Believe me, I know great artists bring people together. Am I a racist for being a little bit surprised a middle aged black woman was into Madonna?
"Ah yes," I said. "The 1980s. What a great time to be alive. That was a time when optimism flowed freely through pop culture. We did have some incredible music back then, didn't we."
Sidebar. I recently read an article about older music outselling new music for the first time in history. True story.
We continued bantering back and forth while she weighed and stamped each of my large letters. I remarked about being just a kid when this album debuted, a simpler time before having a real job. She let out a laugh and told me she was working her first job out of high school for the government. I asked what area. She proudly revealed for the department of defense. I asked her what she did for them. She was a paper shredder, working for minimum wage at $1.60 per hour at the base in Sand Point. I smiled, and she laughed a bit more considering what a measly sum that is by today's standards.
She asked if I grew up around here. I told her I did out in Issaquah. She asked if I graduated Issaquah High, to which I confirmed I had. She asked what year. I told her 92. She laughed again and told me I'm just a baby, she was 18 by then and she graduated in 1974 from Roosevelt. I asked if she lived in the Burien area. No, Skyway. She grew up in the Central District.
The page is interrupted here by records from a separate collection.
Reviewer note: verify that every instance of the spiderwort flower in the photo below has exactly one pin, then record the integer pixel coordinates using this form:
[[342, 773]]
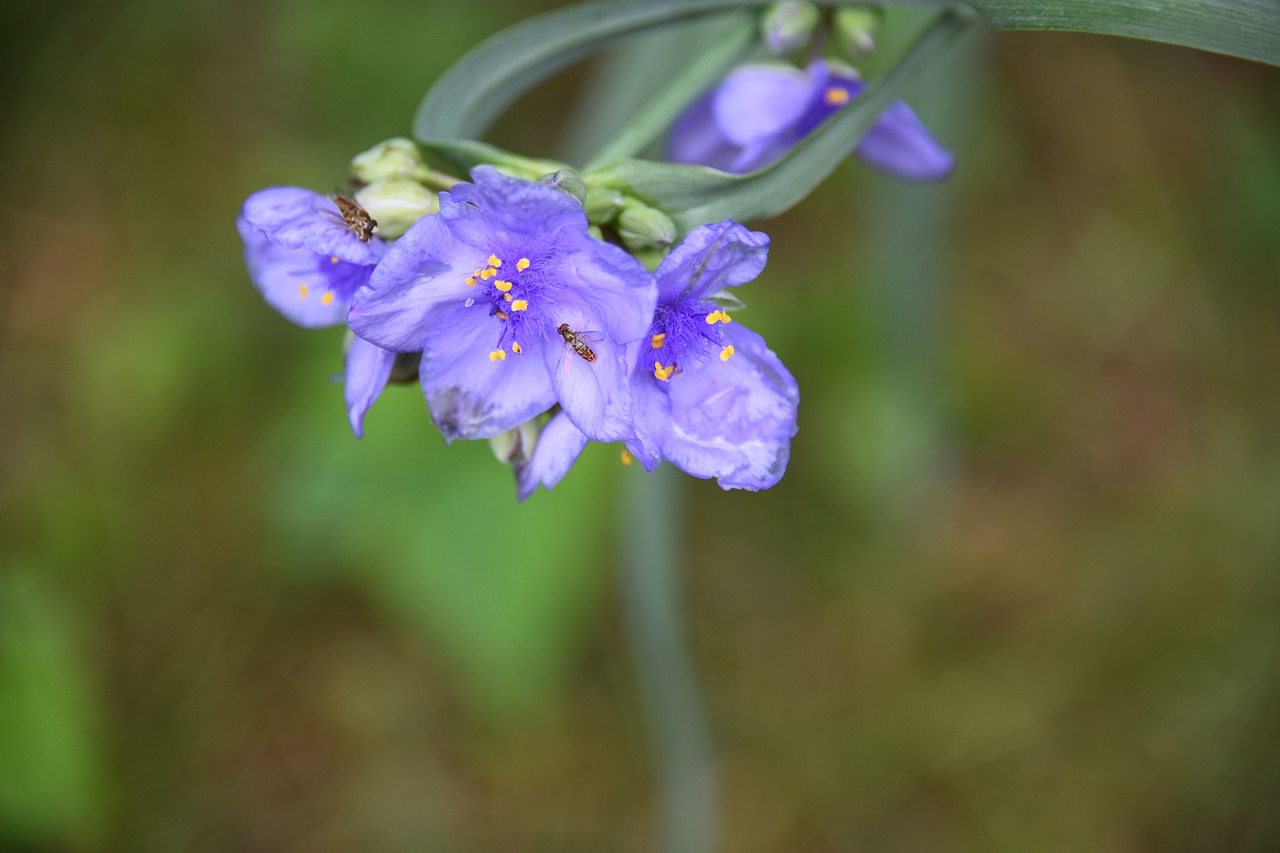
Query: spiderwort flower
[[709, 395], [759, 112], [307, 263], [490, 290]]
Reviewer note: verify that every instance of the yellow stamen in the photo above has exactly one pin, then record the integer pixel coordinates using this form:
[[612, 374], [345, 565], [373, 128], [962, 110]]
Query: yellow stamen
[[836, 96]]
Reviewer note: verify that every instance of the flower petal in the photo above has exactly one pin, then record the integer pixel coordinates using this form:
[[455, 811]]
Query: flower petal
[[293, 217], [557, 448], [295, 282], [423, 274], [711, 259], [732, 419], [366, 374], [470, 395]]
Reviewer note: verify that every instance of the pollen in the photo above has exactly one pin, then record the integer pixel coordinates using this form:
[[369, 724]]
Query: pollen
[[835, 96]]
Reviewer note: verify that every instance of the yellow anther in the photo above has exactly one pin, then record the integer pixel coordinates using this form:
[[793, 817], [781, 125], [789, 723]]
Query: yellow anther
[[835, 96]]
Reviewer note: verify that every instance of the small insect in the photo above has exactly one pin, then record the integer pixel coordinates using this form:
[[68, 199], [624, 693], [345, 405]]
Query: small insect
[[353, 218]]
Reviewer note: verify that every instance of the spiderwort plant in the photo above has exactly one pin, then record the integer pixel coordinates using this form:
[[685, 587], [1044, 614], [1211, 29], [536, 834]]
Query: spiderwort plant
[[709, 395], [307, 260], [758, 112], [487, 288]]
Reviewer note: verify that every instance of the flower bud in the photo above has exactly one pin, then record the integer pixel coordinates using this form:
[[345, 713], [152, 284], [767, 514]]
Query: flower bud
[[396, 158], [396, 204], [644, 227], [789, 26], [855, 30], [516, 446], [568, 182]]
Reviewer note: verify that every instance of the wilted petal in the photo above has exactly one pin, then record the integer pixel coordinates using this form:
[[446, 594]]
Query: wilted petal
[[732, 419], [557, 448], [470, 395], [711, 259], [366, 373]]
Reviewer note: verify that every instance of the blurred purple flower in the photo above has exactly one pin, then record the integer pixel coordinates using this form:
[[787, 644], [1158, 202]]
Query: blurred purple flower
[[484, 287], [307, 263], [759, 112], [709, 396]]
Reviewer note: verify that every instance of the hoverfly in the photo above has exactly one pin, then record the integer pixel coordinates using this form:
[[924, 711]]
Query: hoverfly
[[353, 218], [579, 342]]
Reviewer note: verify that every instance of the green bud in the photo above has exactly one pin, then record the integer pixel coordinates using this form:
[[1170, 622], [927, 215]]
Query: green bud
[[855, 30], [568, 182], [644, 227], [397, 204], [516, 446], [397, 158], [789, 26], [603, 204]]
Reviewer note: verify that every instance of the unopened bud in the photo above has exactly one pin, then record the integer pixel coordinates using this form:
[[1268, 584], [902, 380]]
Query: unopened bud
[[789, 26], [568, 182], [396, 204], [644, 227], [855, 30], [516, 446], [396, 158]]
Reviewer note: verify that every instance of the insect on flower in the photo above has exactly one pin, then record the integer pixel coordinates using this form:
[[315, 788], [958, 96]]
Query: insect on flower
[[355, 218]]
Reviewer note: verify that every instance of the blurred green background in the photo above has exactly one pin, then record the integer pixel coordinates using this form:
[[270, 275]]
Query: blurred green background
[[1018, 591]]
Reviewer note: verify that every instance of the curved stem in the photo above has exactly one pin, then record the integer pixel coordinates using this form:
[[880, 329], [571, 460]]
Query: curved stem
[[652, 605]]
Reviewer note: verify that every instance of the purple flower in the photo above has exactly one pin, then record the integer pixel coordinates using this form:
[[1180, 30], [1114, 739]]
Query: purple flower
[[759, 112], [709, 396], [492, 290], [307, 261]]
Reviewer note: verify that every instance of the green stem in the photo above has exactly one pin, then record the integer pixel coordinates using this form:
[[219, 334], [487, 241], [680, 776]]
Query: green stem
[[650, 600]]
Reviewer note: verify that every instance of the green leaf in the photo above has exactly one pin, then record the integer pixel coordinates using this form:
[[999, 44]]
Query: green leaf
[[1248, 28], [695, 195]]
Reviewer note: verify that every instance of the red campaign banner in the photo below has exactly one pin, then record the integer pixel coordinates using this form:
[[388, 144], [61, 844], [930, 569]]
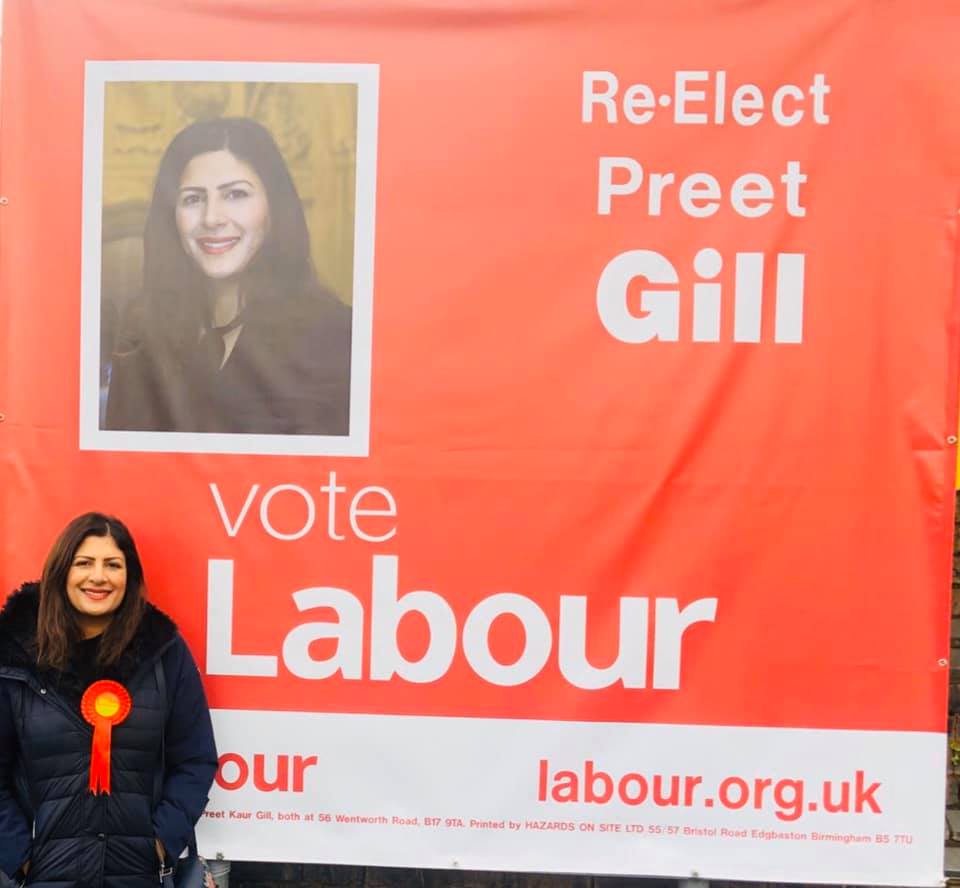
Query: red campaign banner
[[538, 417]]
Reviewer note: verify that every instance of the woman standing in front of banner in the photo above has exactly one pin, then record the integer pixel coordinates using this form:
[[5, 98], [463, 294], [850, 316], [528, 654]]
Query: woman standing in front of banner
[[85, 661], [232, 333]]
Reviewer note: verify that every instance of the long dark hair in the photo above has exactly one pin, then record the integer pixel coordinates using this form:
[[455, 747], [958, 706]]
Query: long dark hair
[[175, 290], [57, 626]]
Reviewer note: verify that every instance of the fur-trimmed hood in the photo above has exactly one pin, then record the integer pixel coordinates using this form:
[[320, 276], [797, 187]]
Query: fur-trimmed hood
[[18, 635]]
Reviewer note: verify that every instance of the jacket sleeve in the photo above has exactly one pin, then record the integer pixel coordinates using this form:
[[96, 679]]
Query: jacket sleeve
[[190, 754], [15, 831]]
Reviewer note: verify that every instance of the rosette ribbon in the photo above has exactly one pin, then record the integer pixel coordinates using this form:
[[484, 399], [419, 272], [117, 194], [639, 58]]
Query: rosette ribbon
[[104, 704]]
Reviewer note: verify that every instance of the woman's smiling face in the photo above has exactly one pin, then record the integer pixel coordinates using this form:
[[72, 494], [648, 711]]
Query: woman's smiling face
[[222, 213]]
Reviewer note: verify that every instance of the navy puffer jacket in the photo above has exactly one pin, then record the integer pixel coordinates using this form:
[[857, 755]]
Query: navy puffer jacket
[[73, 838]]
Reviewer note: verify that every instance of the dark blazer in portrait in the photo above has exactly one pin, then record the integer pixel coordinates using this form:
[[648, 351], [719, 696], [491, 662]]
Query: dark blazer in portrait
[[288, 374]]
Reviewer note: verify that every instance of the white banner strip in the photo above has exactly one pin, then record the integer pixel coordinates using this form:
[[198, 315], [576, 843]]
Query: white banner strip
[[855, 807]]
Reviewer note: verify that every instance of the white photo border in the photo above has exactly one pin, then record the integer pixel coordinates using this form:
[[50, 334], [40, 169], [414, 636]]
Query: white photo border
[[97, 76]]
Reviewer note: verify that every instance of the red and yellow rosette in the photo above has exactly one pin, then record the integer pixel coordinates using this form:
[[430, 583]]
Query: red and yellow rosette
[[104, 704]]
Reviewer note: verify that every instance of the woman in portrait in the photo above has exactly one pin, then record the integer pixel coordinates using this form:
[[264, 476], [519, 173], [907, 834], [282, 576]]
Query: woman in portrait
[[80, 644], [233, 332]]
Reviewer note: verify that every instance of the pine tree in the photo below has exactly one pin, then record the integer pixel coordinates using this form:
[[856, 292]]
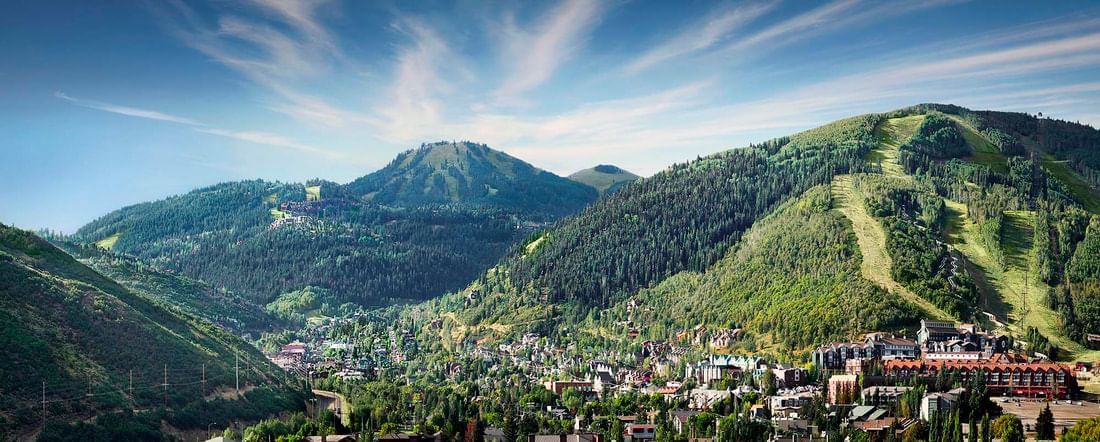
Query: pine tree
[[1044, 424], [987, 434]]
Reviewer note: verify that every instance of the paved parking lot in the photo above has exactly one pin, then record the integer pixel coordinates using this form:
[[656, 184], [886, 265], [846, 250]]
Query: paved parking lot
[[1065, 412]]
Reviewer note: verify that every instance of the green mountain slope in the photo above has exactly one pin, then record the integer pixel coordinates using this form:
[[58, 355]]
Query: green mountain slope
[[94, 347], [426, 224], [604, 178], [471, 174], [195, 297], [680, 242]]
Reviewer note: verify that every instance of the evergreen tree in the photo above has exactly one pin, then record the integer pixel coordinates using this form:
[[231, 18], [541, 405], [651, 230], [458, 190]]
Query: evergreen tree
[[1044, 424]]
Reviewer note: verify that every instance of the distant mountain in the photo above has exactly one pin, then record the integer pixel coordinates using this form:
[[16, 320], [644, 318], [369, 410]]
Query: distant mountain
[[605, 178], [866, 223], [88, 340], [471, 174], [427, 223]]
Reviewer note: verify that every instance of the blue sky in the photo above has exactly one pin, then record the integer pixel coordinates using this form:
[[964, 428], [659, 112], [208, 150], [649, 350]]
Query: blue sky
[[105, 105]]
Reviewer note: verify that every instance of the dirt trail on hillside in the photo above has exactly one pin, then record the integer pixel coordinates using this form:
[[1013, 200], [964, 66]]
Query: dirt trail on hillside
[[877, 264]]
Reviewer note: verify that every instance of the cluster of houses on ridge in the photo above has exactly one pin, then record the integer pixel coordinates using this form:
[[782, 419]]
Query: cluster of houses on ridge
[[865, 378]]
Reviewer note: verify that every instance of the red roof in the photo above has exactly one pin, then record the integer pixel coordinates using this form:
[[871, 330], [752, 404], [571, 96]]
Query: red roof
[[990, 365]]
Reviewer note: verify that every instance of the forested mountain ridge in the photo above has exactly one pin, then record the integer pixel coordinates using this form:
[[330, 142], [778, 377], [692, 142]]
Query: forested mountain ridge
[[605, 178], [426, 224], [664, 244], [468, 173], [95, 347], [193, 296]]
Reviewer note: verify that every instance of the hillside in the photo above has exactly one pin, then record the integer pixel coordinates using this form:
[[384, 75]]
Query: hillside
[[195, 297], [605, 178], [426, 224], [471, 174], [95, 347], [718, 240]]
For a time she was in law school at Seattle College before it became Seattle University. She said thought she should have started at a two year school first, and she rushed to get out into the real world. I acknowledged when we were younger we were always in a hurry to grow up. And now that we're older, how we wish things could be how they were before we were tied down by our adult responsibilities.
She said she's now been with the post office for 30 years. I said it must be treating her fairly well for her to stay that long. She agreed it has been good. I asked what area of law she was studying to practice. She said corporate law. Her uncle was a corporate lawyer. She then said with a big smile by now she would be retired from her corporate practice on her own private island. That was her dream. I told her it's great to dream and it's never too late until it's too late.
I really felt a sense of connection today with this near perfect stranger. Near perfect because I recall having seen her at least once before. While we were bantering back and forth, someone came in to drop off a large basket of letters. I said hi to Lynn, and she greeted him back and asked how he was doing. So as we were saying our goodbyes I called her by name and told her to have a great rest of her day. She sure made mine!